Всем друзьям и ученикам Фрейда было ясно и то, что ему и его семье никак нельзя оставаться в Вене, но, как пишет тот же Эрнест Джонс, для этого надо было преодолеть три трудности. Во-первых, убедить в необходимости такого шага самого Фрейда, который еще некоторое время продолжал упираться и говорить, что предпочитает умереть в родном городе. Во-вторых, убедить нацистов выпустить Фрейдов из страны. В-третьих, добиться для них въездных виз с правом на работу, что тоже было крайне нелегко, так как одна страна за другой захлопывала свои двери перед немецкими и австрийскими евреями.

Справившись с первым из этих дел (он убедил старика Фрейда, что тот, подобно капитану «Титаника», не имеет права покинуть мостик психоаналитического корабля до последнего дыхания), Джонс принялся за второе, добиваясь, чтобы Фрейд был принят именно Англией — эмиграция в Штаты была бы для него слишком тяжелым испытанием. Мари Бонапарт и другие тем временем улаживали проблемы с новыми властями Австрии, готовя переезд Фрейда так, чтобы он оказался как можно менее болезненным со всех точек зрения. Разумеется, ко всем этим усилиям были подключены ученые, дипломаты и чиновники как в Англии, так и в других странах.

Мари Бонапарт вместе с Анной пересмотрели весь архив Фрейда, отобрав рукописи и письма, достойные внимания, и предав огню всё остальное.

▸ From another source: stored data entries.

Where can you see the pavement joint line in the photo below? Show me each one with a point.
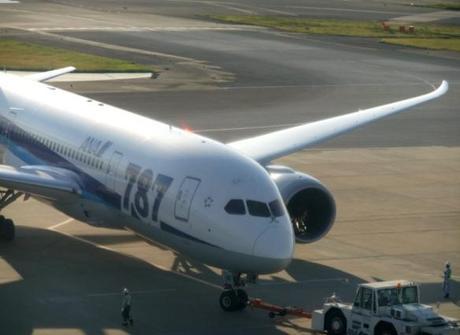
(172, 271)
(346, 10)
(61, 224)
(306, 281)
(256, 87)
(210, 130)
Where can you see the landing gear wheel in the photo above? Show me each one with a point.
(242, 299)
(386, 330)
(233, 300)
(336, 324)
(7, 231)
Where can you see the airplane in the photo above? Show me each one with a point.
(223, 204)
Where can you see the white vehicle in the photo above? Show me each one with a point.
(222, 204)
(383, 308)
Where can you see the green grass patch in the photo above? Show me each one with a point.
(430, 36)
(17, 55)
(452, 44)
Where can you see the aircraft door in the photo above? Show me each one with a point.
(112, 171)
(184, 198)
(363, 307)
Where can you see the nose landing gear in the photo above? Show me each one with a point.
(234, 298)
(7, 230)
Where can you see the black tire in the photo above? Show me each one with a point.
(242, 298)
(385, 329)
(335, 323)
(228, 301)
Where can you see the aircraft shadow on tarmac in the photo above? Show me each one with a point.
(68, 284)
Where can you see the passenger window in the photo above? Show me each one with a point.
(235, 206)
(257, 208)
(366, 302)
(276, 208)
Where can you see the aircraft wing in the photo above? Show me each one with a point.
(43, 76)
(265, 148)
(47, 182)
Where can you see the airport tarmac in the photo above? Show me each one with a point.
(396, 183)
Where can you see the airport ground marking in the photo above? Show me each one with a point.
(61, 224)
(135, 292)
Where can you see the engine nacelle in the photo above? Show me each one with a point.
(310, 204)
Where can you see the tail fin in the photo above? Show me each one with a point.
(43, 76)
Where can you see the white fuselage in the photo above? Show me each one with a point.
(165, 183)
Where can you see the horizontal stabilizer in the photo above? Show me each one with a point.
(43, 76)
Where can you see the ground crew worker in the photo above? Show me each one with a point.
(446, 284)
(126, 307)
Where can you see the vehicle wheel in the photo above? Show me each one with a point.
(336, 324)
(242, 298)
(8, 230)
(385, 330)
(228, 301)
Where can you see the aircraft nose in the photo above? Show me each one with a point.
(276, 245)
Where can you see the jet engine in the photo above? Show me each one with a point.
(309, 203)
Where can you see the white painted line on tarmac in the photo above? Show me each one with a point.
(108, 294)
(61, 224)
(211, 130)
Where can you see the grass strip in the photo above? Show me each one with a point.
(446, 6)
(427, 43)
(429, 36)
(357, 28)
(18, 55)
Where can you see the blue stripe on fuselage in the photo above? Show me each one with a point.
(32, 152)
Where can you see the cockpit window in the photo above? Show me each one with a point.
(236, 207)
(257, 208)
(276, 208)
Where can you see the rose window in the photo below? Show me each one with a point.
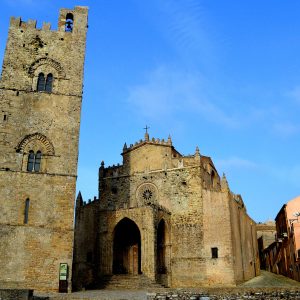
(146, 194)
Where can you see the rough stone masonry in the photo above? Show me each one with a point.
(40, 100)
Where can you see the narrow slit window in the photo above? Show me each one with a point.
(26, 211)
(69, 22)
(41, 82)
(49, 81)
(30, 164)
(214, 252)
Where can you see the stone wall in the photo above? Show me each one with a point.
(198, 214)
(37, 206)
(16, 294)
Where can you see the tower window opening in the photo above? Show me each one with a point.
(69, 22)
(34, 161)
(49, 80)
(26, 211)
(41, 82)
(214, 252)
(45, 84)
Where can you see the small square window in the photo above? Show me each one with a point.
(214, 252)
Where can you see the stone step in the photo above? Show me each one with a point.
(129, 282)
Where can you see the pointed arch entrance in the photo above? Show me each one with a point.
(161, 248)
(127, 248)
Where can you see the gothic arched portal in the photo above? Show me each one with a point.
(161, 248)
(127, 248)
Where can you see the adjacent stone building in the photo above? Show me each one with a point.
(283, 256)
(266, 235)
(40, 104)
(167, 216)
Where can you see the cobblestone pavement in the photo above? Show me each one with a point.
(270, 280)
(266, 280)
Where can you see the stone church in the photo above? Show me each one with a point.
(40, 105)
(160, 215)
(167, 217)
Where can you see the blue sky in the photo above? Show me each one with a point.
(223, 75)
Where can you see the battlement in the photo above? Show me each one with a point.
(153, 141)
(67, 18)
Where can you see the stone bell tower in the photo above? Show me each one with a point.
(40, 105)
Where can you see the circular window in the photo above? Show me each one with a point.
(146, 193)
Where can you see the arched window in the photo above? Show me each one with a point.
(69, 22)
(45, 84)
(34, 161)
(37, 164)
(26, 211)
(48, 87)
(41, 82)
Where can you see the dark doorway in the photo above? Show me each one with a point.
(127, 248)
(161, 247)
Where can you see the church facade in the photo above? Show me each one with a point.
(161, 215)
(167, 216)
(40, 105)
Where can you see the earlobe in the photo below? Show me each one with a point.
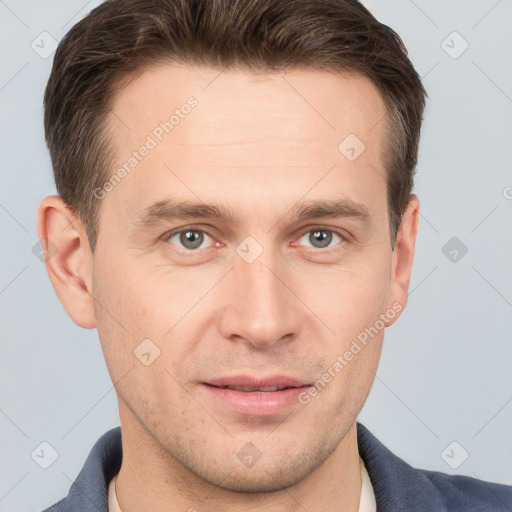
(68, 259)
(403, 256)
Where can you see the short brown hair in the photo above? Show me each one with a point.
(122, 36)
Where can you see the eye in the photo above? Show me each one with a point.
(320, 238)
(190, 239)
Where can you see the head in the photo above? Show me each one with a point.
(293, 128)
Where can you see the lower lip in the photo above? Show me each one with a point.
(268, 403)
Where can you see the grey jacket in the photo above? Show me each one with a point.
(398, 486)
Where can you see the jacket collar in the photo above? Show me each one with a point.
(397, 485)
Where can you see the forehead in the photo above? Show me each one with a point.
(300, 105)
(276, 134)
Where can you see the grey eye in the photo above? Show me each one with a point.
(320, 238)
(189, 239)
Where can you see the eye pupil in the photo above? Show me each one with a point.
(191, 239)
(324, 237)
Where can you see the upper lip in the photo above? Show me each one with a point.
(257, 383)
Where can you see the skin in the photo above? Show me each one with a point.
(259, 145)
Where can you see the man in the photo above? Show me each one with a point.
(235, 218)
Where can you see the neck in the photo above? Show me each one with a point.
(152, 479)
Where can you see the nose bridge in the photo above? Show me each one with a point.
(262, 310)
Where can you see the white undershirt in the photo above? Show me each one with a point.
(366, 502)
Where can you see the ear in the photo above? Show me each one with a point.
(68, 259)
(403, 257)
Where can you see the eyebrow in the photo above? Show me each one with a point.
(166, 210)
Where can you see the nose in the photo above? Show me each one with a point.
(261, 308)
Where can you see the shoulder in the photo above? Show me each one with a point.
(470, 494)
(88, 493)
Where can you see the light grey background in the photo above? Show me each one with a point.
(445, 373)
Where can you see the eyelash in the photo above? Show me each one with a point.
(167, 236)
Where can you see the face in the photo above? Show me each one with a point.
(286, 280)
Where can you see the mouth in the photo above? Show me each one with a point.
(248, 396)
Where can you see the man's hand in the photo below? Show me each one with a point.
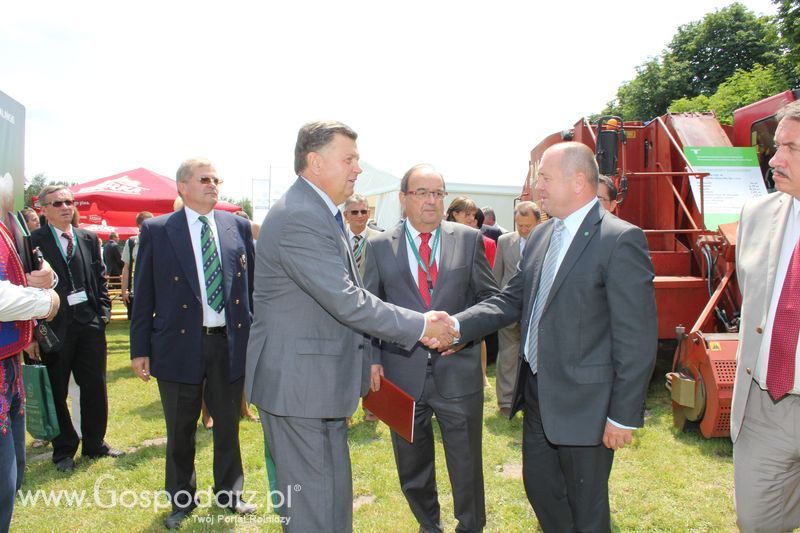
(55, 304)
(439, 330)
(33, 351)
(42, 278)
(615, 437)
(375, 378)
(141, 367)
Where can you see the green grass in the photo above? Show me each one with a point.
(665, 481)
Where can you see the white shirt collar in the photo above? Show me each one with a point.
(192, 216)
(324, 196)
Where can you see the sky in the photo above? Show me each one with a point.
(469, 87)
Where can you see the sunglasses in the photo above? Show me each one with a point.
(59, 203)
(208, 180)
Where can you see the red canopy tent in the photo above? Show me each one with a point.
(112, 203)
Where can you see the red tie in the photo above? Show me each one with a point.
(67, 235)
(425, 254)
(785, 328)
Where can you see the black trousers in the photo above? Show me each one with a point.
(181, 403)
(566, 485)
(82, 353)
(461, 423)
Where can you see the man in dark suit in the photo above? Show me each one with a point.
(308, 359)
(112, 256)
(425, 263)
(585, 298)
(191, 318)
(80, 325)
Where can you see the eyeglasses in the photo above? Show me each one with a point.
(425, 193)
(59, 203)
(208, 180)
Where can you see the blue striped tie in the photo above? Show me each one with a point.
(545, 284)
(212, 268)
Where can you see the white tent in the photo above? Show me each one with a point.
(381, 190)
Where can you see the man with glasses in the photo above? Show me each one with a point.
(426, 263)
(80, 325)
(191, 319)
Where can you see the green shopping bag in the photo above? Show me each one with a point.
(40, 409)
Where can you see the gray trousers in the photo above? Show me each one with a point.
(506, 370)
(312, 464)
(766, 463)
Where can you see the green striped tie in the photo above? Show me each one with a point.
(212, 268)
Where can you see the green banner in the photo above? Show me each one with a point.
(734, 178)
(12, 145)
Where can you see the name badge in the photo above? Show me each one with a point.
(77, 297)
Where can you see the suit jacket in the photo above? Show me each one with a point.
(598, 333)
(308, 355)
(463, 279)
(758, 247)
(506, 261)
(88, 246)
(370, 234)
(167, 315)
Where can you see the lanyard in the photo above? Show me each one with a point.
(425, 268)
(360, 247)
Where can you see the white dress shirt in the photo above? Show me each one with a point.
(211, 319)
(790, 238)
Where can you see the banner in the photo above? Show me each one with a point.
(734, 178)
(12, 145)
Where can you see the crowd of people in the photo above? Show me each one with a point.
(323, 307)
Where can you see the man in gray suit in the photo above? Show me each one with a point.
(766, 392)
(425, 263)
(506, 263)
(585, 297)
(308, 358)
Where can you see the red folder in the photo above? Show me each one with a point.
(394, 407)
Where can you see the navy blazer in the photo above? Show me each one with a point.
(167, 317)
(88, 246)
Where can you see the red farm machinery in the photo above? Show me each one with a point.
(697, 293)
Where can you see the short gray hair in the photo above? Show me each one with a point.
(188, 166)
(316, 135)
(355, 199)
(527, 208)
(790, 111)
(50, 189)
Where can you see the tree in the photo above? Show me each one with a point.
(739, 90)
(32, 189)
(700, 56)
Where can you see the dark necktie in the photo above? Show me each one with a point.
(358, 253)
(545, 284)
(67, 235)
(338, 217)
(785, 328)
(425, 255)
(212, 268)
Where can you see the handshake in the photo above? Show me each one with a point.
(440, 333)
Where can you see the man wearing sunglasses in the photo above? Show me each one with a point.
(191, 320)
(80, 325)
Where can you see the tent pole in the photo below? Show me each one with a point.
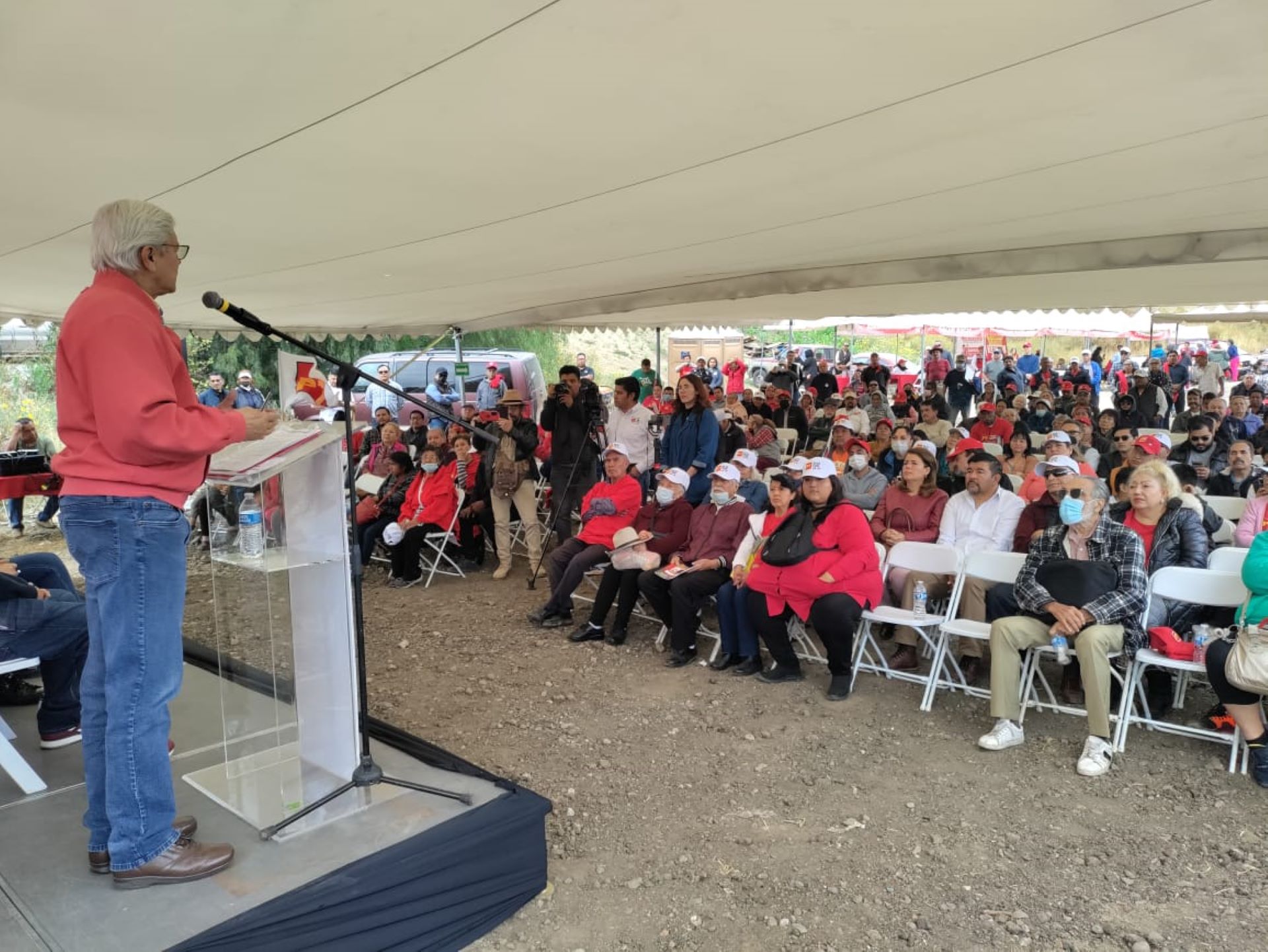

Кроме того, принцесса позаботилась о том, чтобы переправить по дипломатическим каналам отложенные Фрейдом золотые монеты — наученный горьким опытом инфляции Первой мировой, он с тех пор предпочитал держать сбережения в золоте. По этим же каналам Мари Бонапарт передала и письма Фрейда Флиссу, сохранив их таким образом для потомства и, как уже говорилось, опубликовав в 1950 году.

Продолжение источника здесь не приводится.